All in all, it has been a lucky month for Samos. First, he received his master’s degree in Spanish language and literature from Jawaharlal Nehru University (JNU). His degree was said to have been withheld for the two demonstrations he had participated in last year, against the college administration, organised by the Birsa Ambedkar Phule Students Association (BAPSA), a primarily Dalit organisation based out of JNU. And then came the Paris performance, for which his mother too spoke via video-conferencing from Koraput, in southern Odisha. Lying on the Odisha-Andhra Pradesh border, Koraput has Central Reserve Police Force stationed there permanently to combat Maoists. Samos, who belongs to the Dom caste, faults the Maoists for creating a ‘divide’ between the area’s Dalits and tribals for political gains. “The Dalits are slightly better-off than the tribals, and the Maoists use this to turn them against us, as usurpers of land that originally belonged to tribals,” he says.

Echoing BAPSA and other Dalit student groups, Samos believes that leftist groups led by ‘upper-caste’ comrades would never allow those like him to take centre-stage. “I was with a leftist student group when I first came to JNU, but all they let me do was stick posters.”

It was at JNU that he honed his skills in rap, having dabbled in this music form since his adolescent days. Inspired by the work of black rappers like Tupac, he began uploading his original work online a few years ago. Enthused by the sizeable response, he recently launched a YouTube channel to showcase his songs.

He performed earlier this year at Hyderabad Central University, at a function to commemorate Rohith Vemula, the Dalit student activist whose suicide in 2016 blew the lid off the alleged institutional discrimination against ‘lower caste’ students in India.

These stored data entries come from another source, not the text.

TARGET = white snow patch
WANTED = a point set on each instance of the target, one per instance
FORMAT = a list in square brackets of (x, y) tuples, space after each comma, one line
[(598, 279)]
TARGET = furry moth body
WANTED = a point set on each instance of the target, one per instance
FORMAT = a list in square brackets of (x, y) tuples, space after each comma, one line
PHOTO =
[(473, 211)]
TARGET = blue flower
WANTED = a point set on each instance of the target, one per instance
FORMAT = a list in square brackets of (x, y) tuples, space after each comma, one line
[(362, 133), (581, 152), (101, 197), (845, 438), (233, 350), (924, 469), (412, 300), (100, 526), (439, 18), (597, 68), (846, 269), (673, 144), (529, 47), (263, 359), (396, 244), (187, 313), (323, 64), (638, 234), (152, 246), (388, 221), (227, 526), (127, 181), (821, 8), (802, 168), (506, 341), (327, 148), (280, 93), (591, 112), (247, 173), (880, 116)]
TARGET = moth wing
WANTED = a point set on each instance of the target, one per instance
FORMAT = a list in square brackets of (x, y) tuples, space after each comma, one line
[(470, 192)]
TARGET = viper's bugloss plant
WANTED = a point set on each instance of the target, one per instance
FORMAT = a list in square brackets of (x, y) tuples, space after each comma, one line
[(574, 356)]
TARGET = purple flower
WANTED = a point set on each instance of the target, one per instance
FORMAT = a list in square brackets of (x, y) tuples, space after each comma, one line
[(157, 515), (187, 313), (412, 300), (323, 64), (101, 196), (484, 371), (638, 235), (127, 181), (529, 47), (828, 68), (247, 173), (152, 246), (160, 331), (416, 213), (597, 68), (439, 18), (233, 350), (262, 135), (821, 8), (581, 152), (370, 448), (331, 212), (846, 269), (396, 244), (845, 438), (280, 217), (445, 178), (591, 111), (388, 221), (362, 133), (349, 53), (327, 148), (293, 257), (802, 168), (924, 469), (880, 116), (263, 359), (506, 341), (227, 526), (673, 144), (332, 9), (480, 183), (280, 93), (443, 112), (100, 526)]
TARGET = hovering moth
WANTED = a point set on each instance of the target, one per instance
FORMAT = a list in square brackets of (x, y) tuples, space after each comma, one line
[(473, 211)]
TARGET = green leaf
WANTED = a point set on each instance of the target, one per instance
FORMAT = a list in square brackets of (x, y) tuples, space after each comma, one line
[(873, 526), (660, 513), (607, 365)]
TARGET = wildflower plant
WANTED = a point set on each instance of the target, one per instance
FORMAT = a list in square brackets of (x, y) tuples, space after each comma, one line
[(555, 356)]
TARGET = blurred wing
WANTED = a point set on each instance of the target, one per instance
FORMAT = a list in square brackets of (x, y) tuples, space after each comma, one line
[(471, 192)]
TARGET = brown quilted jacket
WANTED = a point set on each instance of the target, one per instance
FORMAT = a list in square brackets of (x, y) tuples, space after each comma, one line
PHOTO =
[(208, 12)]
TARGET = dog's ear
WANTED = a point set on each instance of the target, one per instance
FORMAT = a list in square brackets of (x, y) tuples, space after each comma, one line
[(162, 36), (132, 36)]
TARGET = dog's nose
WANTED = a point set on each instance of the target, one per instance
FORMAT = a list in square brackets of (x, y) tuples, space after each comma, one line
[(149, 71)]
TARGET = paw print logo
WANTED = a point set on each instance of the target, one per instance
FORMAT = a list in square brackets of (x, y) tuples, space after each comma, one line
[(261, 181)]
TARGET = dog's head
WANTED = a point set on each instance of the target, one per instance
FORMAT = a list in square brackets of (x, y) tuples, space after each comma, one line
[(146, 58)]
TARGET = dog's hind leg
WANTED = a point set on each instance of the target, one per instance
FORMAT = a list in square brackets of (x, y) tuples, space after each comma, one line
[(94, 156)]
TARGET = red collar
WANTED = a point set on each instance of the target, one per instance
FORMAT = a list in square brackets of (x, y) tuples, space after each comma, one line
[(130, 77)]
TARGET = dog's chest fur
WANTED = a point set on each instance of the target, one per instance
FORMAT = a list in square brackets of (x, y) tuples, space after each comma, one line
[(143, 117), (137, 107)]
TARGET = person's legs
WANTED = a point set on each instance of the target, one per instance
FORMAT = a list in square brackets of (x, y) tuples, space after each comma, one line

At the screening of a documentary on Bhima-Koregaon — the site of a battle that has attained legendary status in Dalit history as a victory of Mahars against the brahminical Peshwas — at JNU some months ago, Samos made it clear that for Dalit radicals like him, it was not only the BJP that was fascist. “We believe that the entire Hindu society is fascist. And it is the Dalit-Bahujans who are fighting this on a day-to-day basis.”

His views are inspiring an entire generation of Dalit youth. Rahul Sonpimple, a BAPSA activist and friend of Samos, wrote on Facebook ahead of his Paris performance: “Many mocked him when he started rapping, writing about his life and his thoughts about change. His everyday writing on social media while giving a tough time for traditional (Upper caste Left-right) intellectuals, is helping many a Dalit-Bahujan youngsters to assert their autonomy against the upper caste moral gaze… For me he is a hero.”

Or, as Samos himself sang at the performance: “ Maang-maang ke thak gaye , ab sab kuch lenge chheen ke (We are tired of asking, we are now going to snatch it all).”

It was through Delhi-based journalist Dhrubo Jyoti that Samos came in touch with Radio Live. “They wanted to speak to youngsters who were queer. But I asked them to speak to Dalit youngsters also,” Jyoti says. Rap music, he adds, has helped Dalit youngsters find a voice, and hear things that mattered to them being spoken of.

“The popular culture is mostly about romance. But black rappers sang of police brutality or living in slums, which our youngsters could identify with.” Moreover, rap music helped dispel the impression that the marginalised were always ‘broken-down’ people. “It helped replace the framework of oppression that Dalits are always viewed through. Instead, here are people who are powerful, who have culture and art, a history, who are interesting and who can resist.”